Some of their occasional releases:
- Dry Gin – more of a classic juniper forward London Dry, but not obnoxiously so to me who really DOESN’T dig heavy juniper
- Apple Cordial – a collaboration with a nearby orchard/hard cider producer. Why isn’t it a brandy? Because it’s designed to be legal in bars with a cordials license (read more about the wackiness of cordials licenses in Boston on our posts about the Bootleg Special and Coppa).

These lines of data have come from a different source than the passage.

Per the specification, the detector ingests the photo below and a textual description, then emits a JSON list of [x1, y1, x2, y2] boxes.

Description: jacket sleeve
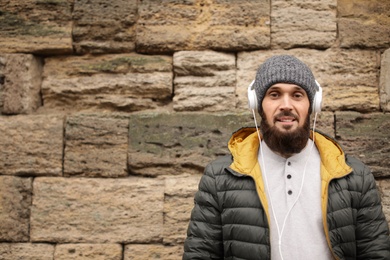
[[353, 158, 390, 259], [183, 160, 224, 260]]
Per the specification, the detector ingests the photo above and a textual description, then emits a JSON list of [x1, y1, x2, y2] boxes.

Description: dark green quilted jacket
[[183, 128, 390, 259]]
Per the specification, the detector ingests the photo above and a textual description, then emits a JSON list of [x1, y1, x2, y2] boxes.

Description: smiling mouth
[[276, 117, 296, 123]]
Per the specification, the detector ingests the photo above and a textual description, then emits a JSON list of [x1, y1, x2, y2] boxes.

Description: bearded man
[[183, 55, 390, 260]]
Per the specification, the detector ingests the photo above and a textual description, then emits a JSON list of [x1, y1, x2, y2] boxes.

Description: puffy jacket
[[183, 128, 390, 260]]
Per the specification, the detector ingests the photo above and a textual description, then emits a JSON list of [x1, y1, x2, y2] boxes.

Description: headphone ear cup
[[247, 80, 258, 110], [312, 81, 323, 114]]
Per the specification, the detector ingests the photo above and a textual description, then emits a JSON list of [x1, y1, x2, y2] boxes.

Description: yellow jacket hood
[[228, 127, 352, 180]]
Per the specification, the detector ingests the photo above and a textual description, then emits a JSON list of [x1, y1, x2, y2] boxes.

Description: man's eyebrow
[[267, 85, 304, 91]]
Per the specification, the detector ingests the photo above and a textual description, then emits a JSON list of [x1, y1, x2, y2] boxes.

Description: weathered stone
[[0, 56, 6, 112], [124, 244, 183, 260], [173, 51, 236, 112], [0, 176, 32, 242], [0, 0, 73, 54], [335, 112, 390, 178], [315, 112, 334, 138], [338, 0, 390, 48], [136, 0, 270, 53], [128, 112, 254, 177], [164, 175, 201, 244], [377, 179, 390, 225], [272, 0, 337, 49], [0, 54, 42, 115], [0, 115, 63, 176], [73, 0, 137, 54], [380, 49, 390, 112], [41, 54, 173, 112], [0, 243, 54, 260], [30, 177, 164, 243], [64, 114, 128, 177], [237, 49, 379, 112], [55, 243, 122, 260]]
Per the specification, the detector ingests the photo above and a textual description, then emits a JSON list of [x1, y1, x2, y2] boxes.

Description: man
[[183, 55, 390, 259]]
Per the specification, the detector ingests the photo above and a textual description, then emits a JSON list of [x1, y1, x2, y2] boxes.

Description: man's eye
[[269, 92, 279, 98], [294, 93, 304, 98]]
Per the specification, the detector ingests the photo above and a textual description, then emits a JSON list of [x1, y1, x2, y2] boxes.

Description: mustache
[[274, 111, 299, 121]]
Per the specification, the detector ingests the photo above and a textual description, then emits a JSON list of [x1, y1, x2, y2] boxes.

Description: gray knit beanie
[[253, 55, 318, 111]]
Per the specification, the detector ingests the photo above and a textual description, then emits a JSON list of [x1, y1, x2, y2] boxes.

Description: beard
[[260, 110, 310, 157]]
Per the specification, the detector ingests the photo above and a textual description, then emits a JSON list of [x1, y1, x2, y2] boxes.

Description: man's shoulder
[[345, 154, 371, 176], [204, 155, 233, 176]]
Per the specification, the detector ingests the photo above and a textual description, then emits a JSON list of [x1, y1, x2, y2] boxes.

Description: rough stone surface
[[173, 51, 236, 112], [378, 180, 390, 226], [0, 56, 6, 111], [335, 112, 390, 178], [0, 54, 42, 115], [41, 54, 173, 113], [338, 0, 390, 48], [164, 175, 201, 245], [136, 0, 270, 53], [0, 115, 63, 176], [64, 114, 129, 177], [380, 48, 390, 112], [0, 243, 54, 260], [314, 112, 334, 138], [237, 48, 379, 112], [124, 244, 183, 260], [0, 0, 73, 54], [128, 112, 254, 177], [272, 0, 337, 49], [55, 243, 122, 260], [73, 0, 137, 54], [0, 176, 32, 242], [30, 177, 164, 243]]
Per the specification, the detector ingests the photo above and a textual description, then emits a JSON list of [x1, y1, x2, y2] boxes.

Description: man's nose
[[280, 95, 293, 110]]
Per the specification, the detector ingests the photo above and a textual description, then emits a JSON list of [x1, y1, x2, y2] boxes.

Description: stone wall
[[0, 0, 389, 259]]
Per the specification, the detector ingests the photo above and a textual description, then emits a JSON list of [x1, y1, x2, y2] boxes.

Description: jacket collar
[[228, 127, 352, 180]]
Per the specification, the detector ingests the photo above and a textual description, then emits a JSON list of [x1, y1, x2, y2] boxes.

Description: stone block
[[0, 59, 5, 113], [0, 243, 54, 260], [124, 244, 183, 260], [30, 177, 164, 243], [380, 49, 390, 112], [338, 0, 390, 48], [41, 54, 172, 112], [128, 112, 254, 177], [0, 115, 63, 176], [0, 54, 42, 115], [55, 243, 122, 260], [377, 179, 390, 226], [136, 0, 270, 53], [0, 0, 73, 54], [64, 115, 128, 177], [73, 0, 137, 54], [173, 51, 236, 112], [315, 112, 334, 138], [0, 176, 32, 242], [335, 112, 390, 178], [237, 49, 379, 112], [164, 175, 201, 244], [272, 0, 337, 49]]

- Coffee Rum – Used on their Big Lebowski/White Russian nights, this rum is NOT screwing around. Serious coffee flavor, but in a good “strong but mellow cold brew” way not a “bitter motor oil” way
- Absinthe – Deacon Giles uses a process where they freeze the wormwood before tossing it into the witchy brew (OK, I have NO idea how absinthe actually gets made), causing the cell walls to expand rapidly and release more flavor. Their absinthe has much less of the obnoxious anise/licorice flavor that makes 90% of humans really NOT dig absinthe and we were surprised how drinkable and pleasant it turned out to be, almost more like a light amaro or chartreuse. Somehow we ended up buying THIS too!
The bar also has some sweet swag – their clothing designer has a good eye for contemporary pop design that still retains some of Ye Olde New England look. I was able to barely resist grabbing a hoodie because I found a rocks glass with a demon’s head on the bottom … which leads me to the explanation of Deacon Giles’ name which I’ll shamelessly paraphrase from their excellent website .

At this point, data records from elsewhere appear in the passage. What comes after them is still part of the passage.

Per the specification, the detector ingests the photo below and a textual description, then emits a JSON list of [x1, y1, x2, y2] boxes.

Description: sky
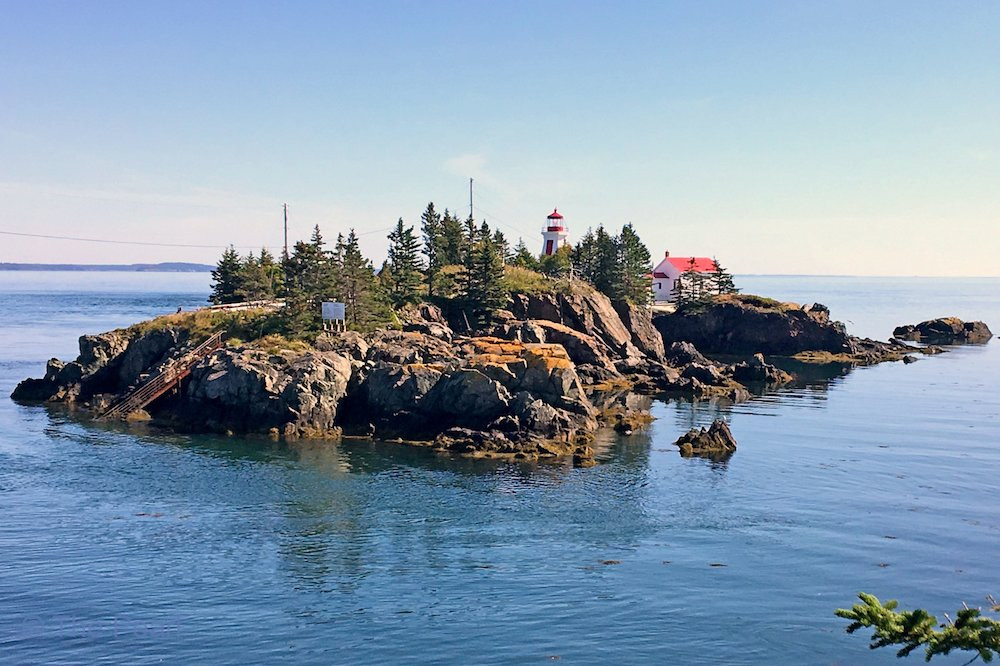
[[1, 1, 997, 275]]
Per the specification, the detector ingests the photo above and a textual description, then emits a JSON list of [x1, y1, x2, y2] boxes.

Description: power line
[[0, 225, 395, 250], [0, 229, 278, 250], [472, 204, 536, 239]]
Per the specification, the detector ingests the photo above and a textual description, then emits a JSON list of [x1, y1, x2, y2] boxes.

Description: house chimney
[[664, 250, 670, 258]]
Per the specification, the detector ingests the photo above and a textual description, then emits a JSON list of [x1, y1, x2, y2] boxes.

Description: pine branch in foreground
[[836, 592, 1000, 662]]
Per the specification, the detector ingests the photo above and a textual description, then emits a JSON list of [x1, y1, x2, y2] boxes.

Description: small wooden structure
[[98, 331, 224, 420]]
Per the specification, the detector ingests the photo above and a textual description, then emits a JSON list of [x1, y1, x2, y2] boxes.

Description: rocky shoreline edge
[[12, 286, 987, 466]]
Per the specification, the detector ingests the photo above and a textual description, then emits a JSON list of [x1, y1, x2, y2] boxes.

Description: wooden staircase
[[99, 331, 224, 421]]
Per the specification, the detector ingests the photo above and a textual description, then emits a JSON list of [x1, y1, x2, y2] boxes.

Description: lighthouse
[[541, 208, 569, 256]]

I know what you’re thinking: Deacon Giles was some religious dude who forced poor New Englanders to go without alcohol in some backwards town and the founders of this distillery named it after him as a big EFF YOU to this A-hole of history. Yawn … we’ve heard it all before.
WRONG!
There was no real person named Deacon Giles, just a character in a story from 1835 written by George Cheever, a minister from Salem. In the story Deacon Giles was making rum illegally on the Sabbath until he pissed off his employees and they walked out. He hired a bunch of new guys who unfortunately turned out to be DEMONS who sabotaged him rum by making it glow with evil light when the barrels were tapped. OOPS!
Cheever wrote this as a barely disguised attack on a local businessman, so barely disguised that he was convicted of libel and sentenced to a public whipping. DOUBLE OOPS!
So Cheever was a jerk who got his just desserts .. but on the other hand he found a better SIN to fight against (i.e. slavery) so I guess he redeemed himself and then some.
Still the story of Deacon Giles’ Distillery became popular … and lives on in the form of a big-ass mural on the wall of the distillery. FUN!
So the real fun of this whole story is that the two founders of this distillery, Ian Hunter and Jesse Brenneman, originally intended to open yet-another-brewery before coming across the Deacon Giles distillery story and deciding to make a go of opening a REAL distillery in the town where the story occurred – CRAZY!
Lorri and I were deeply impressed with what these guys are doing. All of their products show a intrinsic understanding of these spirits and a strong desire to make something that’s substantially different than what’s in every liquor store. It’s extremely rare to see a small distillery capable of making such a wide array of quality spirits and even rarer for them to also invest in a richly entertaining cocktail experience. Deacon Giles is well worth the trip on many levels.
It’s obvious that these are the kind of people who will only do something if they can do it well and we’re extremely lucky to have distilleries like Deacon Giles, Privateer, Short Path and several others in Massachusetts.